Movement Against Racism and the Klan, 777 F.2d 1538, 1544 (11th Cir. 1985) (on
default judgment, “[d]amages may be awarded only if the record adequately
reflects the basis for award ....”); 10A Charles Alan Wright & Arthur R. Miller,
Federal Practice and Procedure § 2688 at 58-59 (3rd ed. 1998) (“If the court
determines that [the] defendant is in default, the factual allegations of the
complaint, except those relating to the amount of damages, will be taken as true.”).
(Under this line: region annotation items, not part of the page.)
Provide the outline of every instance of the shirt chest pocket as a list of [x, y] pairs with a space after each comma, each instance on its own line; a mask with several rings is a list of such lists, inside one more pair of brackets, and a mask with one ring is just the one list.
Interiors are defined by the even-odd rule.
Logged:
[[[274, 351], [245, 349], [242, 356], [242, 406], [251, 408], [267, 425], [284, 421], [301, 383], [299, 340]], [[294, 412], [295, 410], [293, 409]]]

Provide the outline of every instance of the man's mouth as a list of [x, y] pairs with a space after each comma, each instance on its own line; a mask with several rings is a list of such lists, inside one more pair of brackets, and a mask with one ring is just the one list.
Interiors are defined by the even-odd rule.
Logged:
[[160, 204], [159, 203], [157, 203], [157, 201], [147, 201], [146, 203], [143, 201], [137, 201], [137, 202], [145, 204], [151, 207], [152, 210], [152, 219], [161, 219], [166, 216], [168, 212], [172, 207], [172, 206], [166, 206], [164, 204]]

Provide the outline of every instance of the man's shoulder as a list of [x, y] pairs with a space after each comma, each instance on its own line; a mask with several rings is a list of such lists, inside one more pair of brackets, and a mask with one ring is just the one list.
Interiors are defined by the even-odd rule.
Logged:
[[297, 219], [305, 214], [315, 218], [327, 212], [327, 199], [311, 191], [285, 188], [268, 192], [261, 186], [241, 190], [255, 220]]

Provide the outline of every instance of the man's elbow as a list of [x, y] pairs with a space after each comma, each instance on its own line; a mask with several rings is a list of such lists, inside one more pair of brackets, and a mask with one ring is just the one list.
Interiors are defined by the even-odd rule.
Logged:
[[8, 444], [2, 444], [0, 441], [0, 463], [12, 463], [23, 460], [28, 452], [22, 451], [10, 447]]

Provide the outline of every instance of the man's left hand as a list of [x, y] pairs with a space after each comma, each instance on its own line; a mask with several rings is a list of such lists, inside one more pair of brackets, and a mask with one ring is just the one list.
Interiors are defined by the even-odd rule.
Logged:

Thus, the mere granting of default judgment does not establish the plaintiff’s
entitlement to any quantum of damages.
A hearing to establish damages is not universally required. None is needed
“where all essential evidence is already of record ..., such that any additional
evidence would be truly unnecessary to a fully informed determination of
damages.” Securities and Exchange Commission v. Smyth, 420 F.3d 1225, 1232
n.13 (11th Cir. 2005). Here, suit is brought on purchase orders and invoices, which
have been submitted along with the complaint, and the plaintiff does not request a
hearing. Accordingly, none will be held.
“A judgment by default shall not be different in kind from or exceed in
amount that prayed for in the demand for judgment.” Fed. R. Civ. P. 54(c). The
second amended complaint demands recovery in the amount of $123,521.03, plus
accrued interest, costs and attorney’s fees. (Doc. 11 at 4). The motion for default
judgment seeks judgment in the amount of $123,521.03. (Doc. 16 at 3). The
plaintiff’s requested default judgment thus does not violate Rule 54(c).
For the reasons set forth above, the plaintiff’s motion for default judgment
is granted. Judgment in the amount of $123,521.03 shall be entered by separate
DONE and ORDERED this 7th day of October, 2013.